Originally Posted by ILC32
As I stated in another thread, I was told by Martin _________ a BMW motorsports representative who flew in from Germany (accent and all, if that makes it more official) for the Chicago Auto Show that no final decision had been made on whether to sell the sedan: "He said that the new M3 would not be available until 'next year.' He said the convertable would follow a year later, and they are still studying whether to offer the sedan. He said also that the sedan was the top selling body style for the E36 M3, but then he said that there was no sedan in the E46 version, but the E46 outsold the E36."
Unless the guy was simply lying, that means no M3 in the US in 2007 period, and possibly no sedan at all.
Now granted the guy was not Tom Purves, but he was a real BWWexecutive.
Could this simply be a matter of the US market selling a "model year 2008" when it's 2007, always one year ahead on all cars?
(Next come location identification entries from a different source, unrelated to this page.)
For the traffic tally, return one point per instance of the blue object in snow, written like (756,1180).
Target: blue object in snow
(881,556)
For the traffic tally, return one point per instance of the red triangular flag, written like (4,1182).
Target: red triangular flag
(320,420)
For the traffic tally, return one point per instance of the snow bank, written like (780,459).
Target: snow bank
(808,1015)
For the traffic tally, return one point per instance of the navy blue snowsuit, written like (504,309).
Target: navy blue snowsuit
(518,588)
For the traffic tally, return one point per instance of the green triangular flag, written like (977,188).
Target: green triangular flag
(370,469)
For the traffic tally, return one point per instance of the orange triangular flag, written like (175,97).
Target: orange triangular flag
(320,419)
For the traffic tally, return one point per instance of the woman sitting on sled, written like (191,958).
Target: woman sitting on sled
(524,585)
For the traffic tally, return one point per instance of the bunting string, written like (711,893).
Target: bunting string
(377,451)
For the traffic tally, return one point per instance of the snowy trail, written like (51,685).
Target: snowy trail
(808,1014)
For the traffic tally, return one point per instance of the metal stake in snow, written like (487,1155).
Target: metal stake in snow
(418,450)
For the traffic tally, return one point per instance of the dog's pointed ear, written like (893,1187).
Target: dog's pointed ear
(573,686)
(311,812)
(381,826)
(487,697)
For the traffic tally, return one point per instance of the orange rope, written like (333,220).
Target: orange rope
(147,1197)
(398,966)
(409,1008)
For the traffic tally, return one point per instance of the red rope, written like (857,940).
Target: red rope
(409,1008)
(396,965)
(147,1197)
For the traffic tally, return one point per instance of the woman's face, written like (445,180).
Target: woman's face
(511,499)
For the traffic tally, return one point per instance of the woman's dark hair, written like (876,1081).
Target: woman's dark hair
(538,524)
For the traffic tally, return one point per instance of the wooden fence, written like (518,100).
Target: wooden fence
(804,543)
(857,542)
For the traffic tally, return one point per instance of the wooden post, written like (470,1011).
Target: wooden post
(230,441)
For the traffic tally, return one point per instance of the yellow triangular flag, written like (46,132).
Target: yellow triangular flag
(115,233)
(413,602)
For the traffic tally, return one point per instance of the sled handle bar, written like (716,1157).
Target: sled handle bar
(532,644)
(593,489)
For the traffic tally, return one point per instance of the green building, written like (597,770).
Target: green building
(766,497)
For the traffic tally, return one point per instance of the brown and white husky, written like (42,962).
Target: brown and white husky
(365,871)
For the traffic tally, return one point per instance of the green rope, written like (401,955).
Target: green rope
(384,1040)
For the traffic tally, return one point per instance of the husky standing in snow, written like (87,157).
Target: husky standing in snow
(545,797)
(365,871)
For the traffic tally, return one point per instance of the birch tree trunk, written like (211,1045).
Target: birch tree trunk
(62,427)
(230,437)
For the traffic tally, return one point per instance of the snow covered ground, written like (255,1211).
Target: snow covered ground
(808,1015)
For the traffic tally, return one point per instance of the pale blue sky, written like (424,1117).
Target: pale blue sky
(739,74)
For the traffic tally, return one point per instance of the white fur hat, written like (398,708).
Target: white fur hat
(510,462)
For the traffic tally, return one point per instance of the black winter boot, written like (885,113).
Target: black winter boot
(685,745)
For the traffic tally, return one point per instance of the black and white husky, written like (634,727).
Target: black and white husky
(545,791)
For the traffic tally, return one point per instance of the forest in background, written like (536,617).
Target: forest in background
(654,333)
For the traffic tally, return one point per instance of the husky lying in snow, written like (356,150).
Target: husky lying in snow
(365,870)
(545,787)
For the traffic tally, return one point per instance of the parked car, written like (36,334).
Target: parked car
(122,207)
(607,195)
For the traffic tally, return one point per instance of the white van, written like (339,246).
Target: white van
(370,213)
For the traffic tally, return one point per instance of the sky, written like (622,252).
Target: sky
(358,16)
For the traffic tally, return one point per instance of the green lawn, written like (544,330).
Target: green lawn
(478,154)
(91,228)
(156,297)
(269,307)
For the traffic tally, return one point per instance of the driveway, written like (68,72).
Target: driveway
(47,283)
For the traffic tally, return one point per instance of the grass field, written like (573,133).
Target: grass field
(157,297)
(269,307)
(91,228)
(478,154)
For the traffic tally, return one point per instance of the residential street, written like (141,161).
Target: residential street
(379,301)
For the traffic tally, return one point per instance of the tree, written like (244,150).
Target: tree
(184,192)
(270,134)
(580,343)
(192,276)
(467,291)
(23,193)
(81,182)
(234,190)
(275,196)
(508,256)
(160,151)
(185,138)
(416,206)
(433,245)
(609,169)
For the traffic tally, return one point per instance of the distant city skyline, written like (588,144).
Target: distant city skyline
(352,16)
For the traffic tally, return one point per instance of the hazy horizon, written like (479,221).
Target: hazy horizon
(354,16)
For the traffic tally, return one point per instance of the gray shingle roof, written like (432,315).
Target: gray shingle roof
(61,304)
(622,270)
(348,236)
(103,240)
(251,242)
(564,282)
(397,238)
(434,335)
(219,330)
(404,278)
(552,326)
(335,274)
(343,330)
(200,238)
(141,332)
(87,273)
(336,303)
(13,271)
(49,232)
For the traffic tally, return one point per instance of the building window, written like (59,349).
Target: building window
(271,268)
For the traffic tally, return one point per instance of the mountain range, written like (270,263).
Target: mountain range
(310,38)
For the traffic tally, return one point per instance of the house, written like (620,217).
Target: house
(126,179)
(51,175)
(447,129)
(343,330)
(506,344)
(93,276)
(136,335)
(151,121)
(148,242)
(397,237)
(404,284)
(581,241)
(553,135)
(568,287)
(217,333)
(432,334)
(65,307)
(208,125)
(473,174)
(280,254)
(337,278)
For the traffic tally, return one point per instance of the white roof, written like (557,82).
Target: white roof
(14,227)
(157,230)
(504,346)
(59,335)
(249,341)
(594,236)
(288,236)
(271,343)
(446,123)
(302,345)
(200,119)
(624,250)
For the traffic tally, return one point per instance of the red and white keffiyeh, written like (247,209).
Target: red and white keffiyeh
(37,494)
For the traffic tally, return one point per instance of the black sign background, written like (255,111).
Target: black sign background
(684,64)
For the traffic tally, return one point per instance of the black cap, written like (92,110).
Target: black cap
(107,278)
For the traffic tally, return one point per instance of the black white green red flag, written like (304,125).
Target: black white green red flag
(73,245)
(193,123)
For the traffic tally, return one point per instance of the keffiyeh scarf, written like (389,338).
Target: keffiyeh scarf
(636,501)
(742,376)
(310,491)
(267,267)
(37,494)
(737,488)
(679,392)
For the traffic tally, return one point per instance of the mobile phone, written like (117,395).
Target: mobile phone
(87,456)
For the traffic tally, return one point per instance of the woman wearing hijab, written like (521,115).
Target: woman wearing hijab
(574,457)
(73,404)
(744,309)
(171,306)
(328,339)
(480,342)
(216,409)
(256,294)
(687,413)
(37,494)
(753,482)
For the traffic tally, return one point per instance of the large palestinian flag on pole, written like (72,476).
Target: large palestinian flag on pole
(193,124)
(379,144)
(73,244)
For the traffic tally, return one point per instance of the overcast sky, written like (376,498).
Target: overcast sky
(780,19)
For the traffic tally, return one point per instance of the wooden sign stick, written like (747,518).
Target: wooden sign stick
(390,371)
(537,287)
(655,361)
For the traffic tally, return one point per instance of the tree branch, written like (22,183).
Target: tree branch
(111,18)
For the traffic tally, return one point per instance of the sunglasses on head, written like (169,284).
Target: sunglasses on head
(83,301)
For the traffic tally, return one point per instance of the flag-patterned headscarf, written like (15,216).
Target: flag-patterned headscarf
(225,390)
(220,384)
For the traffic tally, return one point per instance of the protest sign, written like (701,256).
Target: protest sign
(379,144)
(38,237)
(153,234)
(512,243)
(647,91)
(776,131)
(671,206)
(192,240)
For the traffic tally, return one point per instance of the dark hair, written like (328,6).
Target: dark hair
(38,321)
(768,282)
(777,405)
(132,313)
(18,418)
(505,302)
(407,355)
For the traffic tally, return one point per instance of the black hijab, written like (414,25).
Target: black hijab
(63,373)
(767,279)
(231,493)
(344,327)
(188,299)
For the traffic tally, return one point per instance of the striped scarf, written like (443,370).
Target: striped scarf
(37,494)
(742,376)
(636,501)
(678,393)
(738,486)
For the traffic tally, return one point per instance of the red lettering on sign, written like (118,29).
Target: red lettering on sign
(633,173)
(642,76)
Perhaps he had said something like, "there won't be an M3 until model year 2008" ? Which would still make it available in 2007.
I really have a hard time believing the U.S. wouldn't be getting a lot of E92 M3's during 2007, since major part of the manufacturing capacity is already reserved for the U.S. market, thus reducing the cars available on the European market. Even with the new M5, the first model year saw Finland getting a quota of 25 cars, so just 3 cars with the new M3 is really, really low. The only comparison would be the first model year of M6 which also saw Finland get only 3 cars. But since the M6 cost over 180-190.000 euros with options, that was more understandable, since there wouldn't be that many buyers to begin with. The M5 has sold quite well over here, and so has the M3, especially considering how relatively over-priced they are due to heavy car taxes. They oversell Audi S/RS models about 5:1.